The key format is: "type:resource" Examples:
- "kubelet-unhealthy:kubelet.service"
- "disk-pressure:/var/lib/docker"
- "memory-pressure:node"
Types ¶
type BaseRemediator ¶
type BaseRemediator struct {
// contains filtered or unexported fields
}
BaseRemediator provides common functionality for remediator implementations.
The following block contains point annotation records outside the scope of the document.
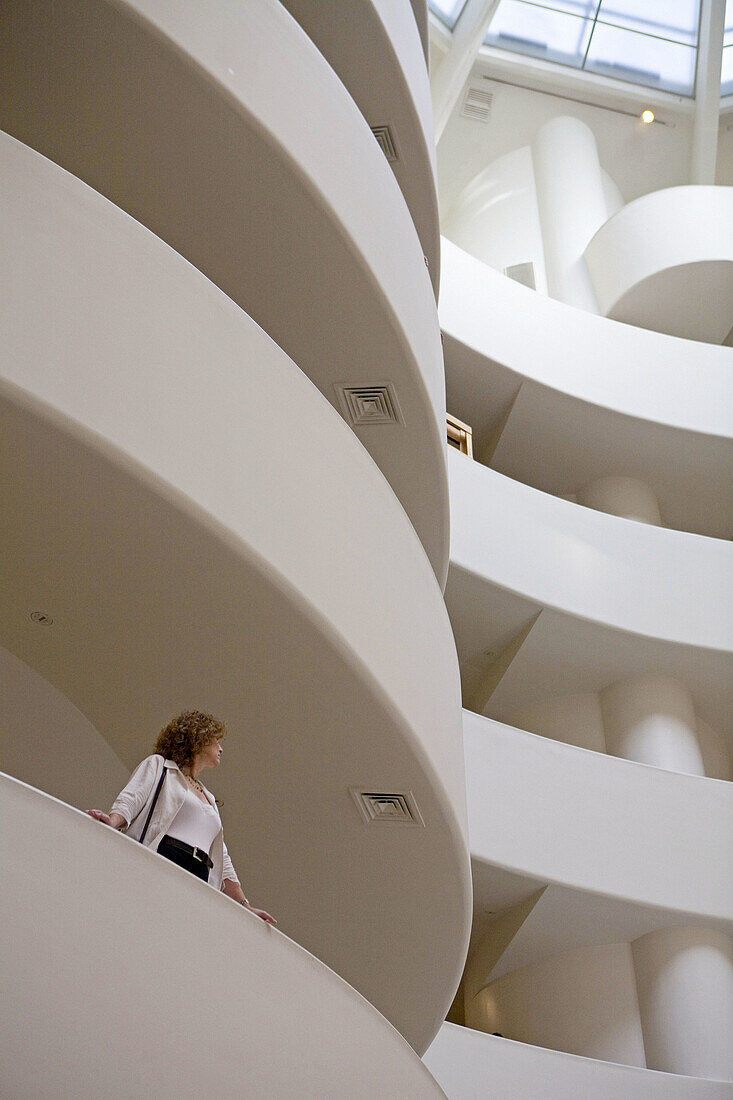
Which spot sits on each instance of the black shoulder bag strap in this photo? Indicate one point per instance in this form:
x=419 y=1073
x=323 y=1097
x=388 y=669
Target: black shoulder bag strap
x=150 y=813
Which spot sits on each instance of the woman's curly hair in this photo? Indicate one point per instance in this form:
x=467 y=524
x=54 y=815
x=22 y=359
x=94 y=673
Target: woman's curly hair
x=187 y=734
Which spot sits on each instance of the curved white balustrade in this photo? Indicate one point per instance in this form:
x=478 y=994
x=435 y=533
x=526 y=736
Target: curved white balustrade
x=205 y=529
x=376 y=50
x=665 y=262
x=470 y=1066
x=605 y=823
x=108 y=938
x=584 y=598
x=176 y=112
x=597 y=398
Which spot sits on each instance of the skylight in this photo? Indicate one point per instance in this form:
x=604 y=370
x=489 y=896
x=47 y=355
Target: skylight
x=649 y=44
x=447 y=11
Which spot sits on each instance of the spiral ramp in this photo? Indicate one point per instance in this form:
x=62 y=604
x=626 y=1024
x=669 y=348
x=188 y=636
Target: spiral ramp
x=188 y=520
x=195 y=273
x=597 y=657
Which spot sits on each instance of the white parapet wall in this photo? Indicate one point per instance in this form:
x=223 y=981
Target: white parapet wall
x=605 y=823
x=129 y=948
x=550 y=600
x=204 y=529
x=597 y=398
x=283 y=199
x=665 y=262
x=376 y=51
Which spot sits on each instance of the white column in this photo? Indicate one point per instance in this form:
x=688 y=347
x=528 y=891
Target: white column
x=651 y=718
x=621 y=496
x=707 y=91
x=685 y=989
x=572 y=206
x=448 y=83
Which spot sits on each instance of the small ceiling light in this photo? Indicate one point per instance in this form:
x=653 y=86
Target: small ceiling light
x=41 y=617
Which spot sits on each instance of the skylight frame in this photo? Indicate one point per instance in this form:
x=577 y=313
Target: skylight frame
x=685 y=89
x=444 y=18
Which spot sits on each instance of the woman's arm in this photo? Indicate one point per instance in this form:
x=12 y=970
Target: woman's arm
x=233 y=890
x=132 y=799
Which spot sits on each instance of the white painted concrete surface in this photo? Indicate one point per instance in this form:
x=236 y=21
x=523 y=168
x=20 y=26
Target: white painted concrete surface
x=106 y=936
x=472 y=1066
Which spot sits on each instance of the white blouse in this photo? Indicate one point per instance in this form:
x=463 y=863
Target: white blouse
x=196 y=823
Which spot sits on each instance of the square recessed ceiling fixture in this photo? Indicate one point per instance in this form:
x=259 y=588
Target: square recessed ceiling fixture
x=386 y=143
x=393 y=807
x=365 y=405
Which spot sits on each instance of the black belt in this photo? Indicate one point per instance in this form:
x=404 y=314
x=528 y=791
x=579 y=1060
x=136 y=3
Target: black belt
x=197 y=854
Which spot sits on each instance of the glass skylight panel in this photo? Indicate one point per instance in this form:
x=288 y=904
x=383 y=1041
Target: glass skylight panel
x=539 y=32
x=639 y=58
x=677 y=20
x=447 y=10
x=646 y=42
x=726 y=73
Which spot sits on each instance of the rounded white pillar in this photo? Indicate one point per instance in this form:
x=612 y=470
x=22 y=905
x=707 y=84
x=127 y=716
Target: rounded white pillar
x=651 y=718
x=685 y=989
x=572 y=206
x=621 y=496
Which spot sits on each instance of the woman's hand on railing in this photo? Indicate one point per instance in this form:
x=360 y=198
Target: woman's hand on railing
x=115 y=821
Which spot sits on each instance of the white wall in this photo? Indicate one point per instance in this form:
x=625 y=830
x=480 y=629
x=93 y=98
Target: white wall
x=665 y=262
x=496 y=219
x=581 y=1002
x=164 y=463
x=45 y=740
x=641 y=157
x=472 y=1066
x=685 y=982
x=605 y=824
x=575 y=719
x=597 y=567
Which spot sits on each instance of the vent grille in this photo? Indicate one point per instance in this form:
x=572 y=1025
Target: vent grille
x=477 y=103
x=364 y=405
x=387 y=809
x=523 y=274
x=386 y=142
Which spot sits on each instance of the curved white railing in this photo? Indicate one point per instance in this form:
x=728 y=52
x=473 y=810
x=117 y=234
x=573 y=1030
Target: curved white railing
x=605 y=823
x=106 y=938
x=600 y=568
x=201 y=526
x=288 y=206
x=598 y=398
x=470 y=1065
x=665 y=262
x=376 y=50
x=584 y=597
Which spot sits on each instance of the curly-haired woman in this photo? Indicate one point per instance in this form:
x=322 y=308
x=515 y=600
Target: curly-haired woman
x=166 y=807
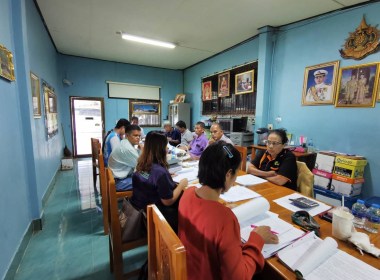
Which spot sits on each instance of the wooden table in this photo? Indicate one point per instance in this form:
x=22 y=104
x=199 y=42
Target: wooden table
x=274 y=269
x=310 y=156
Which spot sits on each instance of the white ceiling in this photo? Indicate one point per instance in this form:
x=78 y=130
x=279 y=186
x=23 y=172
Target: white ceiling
x=201 y=28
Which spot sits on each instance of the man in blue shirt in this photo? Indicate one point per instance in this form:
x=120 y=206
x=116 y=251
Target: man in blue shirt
x=113 y=139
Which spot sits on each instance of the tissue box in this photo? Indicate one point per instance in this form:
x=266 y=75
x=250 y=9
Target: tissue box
x=324 y=163
x=346 y=189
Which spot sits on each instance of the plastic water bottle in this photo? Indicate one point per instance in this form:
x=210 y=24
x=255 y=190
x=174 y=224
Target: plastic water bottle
x=372 y=223
x=359 y=211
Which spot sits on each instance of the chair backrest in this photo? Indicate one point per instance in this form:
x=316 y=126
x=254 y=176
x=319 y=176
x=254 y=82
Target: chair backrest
x=166 y=253
x=243 y=153
x=113 y=220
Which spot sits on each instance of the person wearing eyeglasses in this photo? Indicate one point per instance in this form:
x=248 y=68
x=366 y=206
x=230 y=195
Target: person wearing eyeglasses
x=277 y=165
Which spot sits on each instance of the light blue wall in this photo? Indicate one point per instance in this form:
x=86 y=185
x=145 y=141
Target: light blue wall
x=348 y=130
x=192 y=76
x=89 y=77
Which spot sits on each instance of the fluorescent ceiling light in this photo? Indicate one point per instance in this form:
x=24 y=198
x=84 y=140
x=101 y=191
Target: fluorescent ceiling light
x=147 y=41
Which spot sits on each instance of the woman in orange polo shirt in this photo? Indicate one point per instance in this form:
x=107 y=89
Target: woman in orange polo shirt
x=277 y=165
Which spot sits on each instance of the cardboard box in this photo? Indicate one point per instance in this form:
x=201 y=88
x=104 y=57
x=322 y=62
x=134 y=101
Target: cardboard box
x=322 y=173
x=322 y=182
x=324 y=163
x=349 y=171
x=346 y=189
x=348 y=180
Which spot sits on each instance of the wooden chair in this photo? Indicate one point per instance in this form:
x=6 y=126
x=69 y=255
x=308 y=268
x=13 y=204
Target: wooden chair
x=104 y=191
x=94 y=151
x=243 y=153
x=166 y=253
x=116 y=247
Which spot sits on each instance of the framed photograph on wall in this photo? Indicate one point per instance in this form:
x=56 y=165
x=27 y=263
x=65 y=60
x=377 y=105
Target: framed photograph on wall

Concrete remediators should embed this struct and set the remediateFunc to provide their specific remediation logic.
BaseRemediator handles:
- Cooldown tracking per unique problem
- Attempt counting with max attempt limits
- Thread-safe state management
- Optional logging
- Panic recovery
- Context cancellation support
Example usage:
type MyRemediator struct {
*remediators.BaseRemediator
config MyConfig
}
func NewMyRemediator() (*MyRemediator, error) {
base, err := remediators.NewBaseRemediator("my-remediator", remediators.CooldownMedium)
if err != nil {
return nil, err
}
mr := &MyRemediator{BaseRemediator: base}
err = base.SetRemediateFunc(mr.doRemediation)
return mr, err
}
func NewBaseRemediator ¶
func NewBaseRemediator(name string, cooldown time.Duration) (*BaseRemediator, error)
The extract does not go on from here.